My main issue is trying to understand the question being asked (is it asking for the magnitude of the resultant vector for speed?)

Homework Statement

Particle 1 is moving on the x-axis with an
acceleration of 5.00 m/s^2 in the positive x-
direction. Particle 2 is moving on the y-
axis with an acceleration of 6.00 m/s^2 in the
negative y-direction. Both particles were at
rest at the origin at t = 0 s.
Find the speed of particle 1 with respect to particle 2 at 4.00 s.

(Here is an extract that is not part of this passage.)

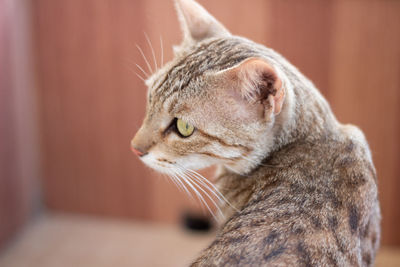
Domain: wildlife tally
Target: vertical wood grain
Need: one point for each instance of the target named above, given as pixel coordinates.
(19, 188)
(91, 106)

Answer in m/s.

Homework Equations

I know that this is a problem involving constant acceleration so:
$$v = v_0 + a t$$ One for the x direction and one for the y direction.

The Attempt at a Solution

So V0x and V0y are both 0. Then, Vxf=(5m/s^2)(4s)=20 m/s and Vyf=(-6m/s^2)(4s)=-24 m/s. Now the problem is whether the problem wants me to find the resultant speed (the wording is somewhat confusing for me). If so, then sqrt(20^2+(-24)^2)) or about 31.2 m/s. If not, I have no idea. I'd appreciate if someone could let me know if I'm on the right track. Thanks!

 

[rl.bhat]

Hi proster, welcome to PF.

If x is the distance traveled by particle 1 along x-axis and y is the distance traveled by the particle 2 along the y-axis, then

x^2 + y^2 = R^2.

By taking the derivative you get

2x*dx/dt + 2y*dy/dt = 2R*dR/dt...(1)

x = 1/2*a(x)t^2 and dx/dt = V(x) = at.

y = 1/2*a(y)t^2 and dy/dt = V(y) = at.

R^2 = x^2 + y^2 So R = sqrt(x^2 + y^2)

Substitute these values in eq.(1) and find dR/dt.

 

[proster]

Thanks a lot! I got the same answer as the way I did it the first time, but it's definitely an interesting way of thinking about the problem.